Wsrod najwazniejszych cech wyrozniajacych dawnych Polakow, znajdowala sie goscinnosc. Dworki szlacheckie zawsze chetnie przyjmowaly przyjezdnych, nawet jesli nie byli nimi znajomi. Obszerne pomieszczenia mogly pomiescic wiele osob i goscic ich przez kilka tygodni. W spizarni takze znajdowalo sie duzo jedzenia. Szlachta cieszyla sie z gosci, bo stanowilo to dla niej rozrywke. Zawsze mozna bylo rozerwac sie, urzadzajac zabawy, polowania czy grzybobranie. Od gosci dowiadywano sie rowniez wielu ciekawych nowinek ze swiata. Nie bylo wtedy przeciez telewizji, radia, nie wynaleziono jeszcze telefonow. Goscie stanowili lacznosc ze swiatem. Przykladem goscinnosci byl dworek Sedziego Soplicy, w ktorym brama byla zawsze otwarta.
Do innych obyczajow nalezalo przebieranie sie na przyjecie gosci. Nie wypadalo pokazac sie w stroju roboczym. Wosjki, widzac ze przyjechal ktos przed ganek, pobiegl do swojego mieszkania chylkiem, zeby sie przebrac.
Rano i wieczorem, szlachta lubila spacerowac calymi rodzinami po okolicy. Przed kazdym posilkiem odmawiano modlitwy. To byl takze zwyczaj surowo przestrzegany we wszystkich domach polskich.
Typowym obyczajem z epoki bylo zamilowanie do tytulow, a takze okazywanie szacunku osobom wyzszym urzedem i wiekiem.
Do obyczajow nalezalo ubieranie sie, zgodnie z pochodzeniem spolecznym.
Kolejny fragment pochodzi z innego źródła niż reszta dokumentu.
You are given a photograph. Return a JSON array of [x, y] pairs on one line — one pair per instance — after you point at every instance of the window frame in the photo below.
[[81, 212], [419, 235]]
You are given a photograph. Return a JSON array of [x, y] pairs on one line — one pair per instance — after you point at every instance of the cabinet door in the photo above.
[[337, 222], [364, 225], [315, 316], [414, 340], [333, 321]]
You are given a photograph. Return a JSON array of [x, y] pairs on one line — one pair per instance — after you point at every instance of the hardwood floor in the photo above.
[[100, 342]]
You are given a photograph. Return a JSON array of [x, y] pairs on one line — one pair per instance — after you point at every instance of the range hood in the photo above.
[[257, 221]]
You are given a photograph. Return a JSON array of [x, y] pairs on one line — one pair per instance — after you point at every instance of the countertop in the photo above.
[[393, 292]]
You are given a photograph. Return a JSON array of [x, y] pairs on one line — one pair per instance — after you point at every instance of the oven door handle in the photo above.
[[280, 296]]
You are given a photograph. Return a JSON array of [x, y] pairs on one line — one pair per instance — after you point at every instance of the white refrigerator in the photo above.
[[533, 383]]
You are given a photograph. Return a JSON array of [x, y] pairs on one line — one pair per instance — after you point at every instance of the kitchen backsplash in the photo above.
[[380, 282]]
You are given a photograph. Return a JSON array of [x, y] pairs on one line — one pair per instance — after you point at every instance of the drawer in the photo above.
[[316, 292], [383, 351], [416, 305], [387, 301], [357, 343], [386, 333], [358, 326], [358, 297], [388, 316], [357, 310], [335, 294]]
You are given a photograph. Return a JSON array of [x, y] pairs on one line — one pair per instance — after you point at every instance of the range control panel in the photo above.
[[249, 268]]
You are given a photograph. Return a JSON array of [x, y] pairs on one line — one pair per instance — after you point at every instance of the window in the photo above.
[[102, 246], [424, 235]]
Chlopi mieli inne ubiory, szlachta nosila kontusze.
Wszystkie spory z sasiadami rozstrzygano przy pomocy pojedynkow.
W domkach szlacheckich podkreslano patryiotyzm i milosc do ojczyzny. Na scianach wieszano obrazy bohaterow narodowych. Nadawano dzieciom imiona postaci, ktore szczegolnie wyroznialy sie w zyciu narodu. Szlachta w ogole lubila takie symbole narodowe, pamiatki (tabakierka). Symbolem patriotyzmu byl taniec, zwany polonezem. Tanczono go w waznych momentach dziejowych. Rozpoczynano nim bale. W pierwszej parze stawali zwykle gospodarze albo znakomici goscie.
W dworkach szlacheckich czesto i chetnie organizowano uczty. Bardzo wazny byl gong, ktory wzywal cale towarzystwo do stolu. Kazdy z gosci mial wyznaczone miejsce przy stole. Zalezalo to od wieku i od zajmowanej pozycji. W domu Sedziego np. pierwsze miejsce zajmowal Podkomorzy. Byl on osoba starsza, zasluzona i szczegolnie bliska Sedziemu.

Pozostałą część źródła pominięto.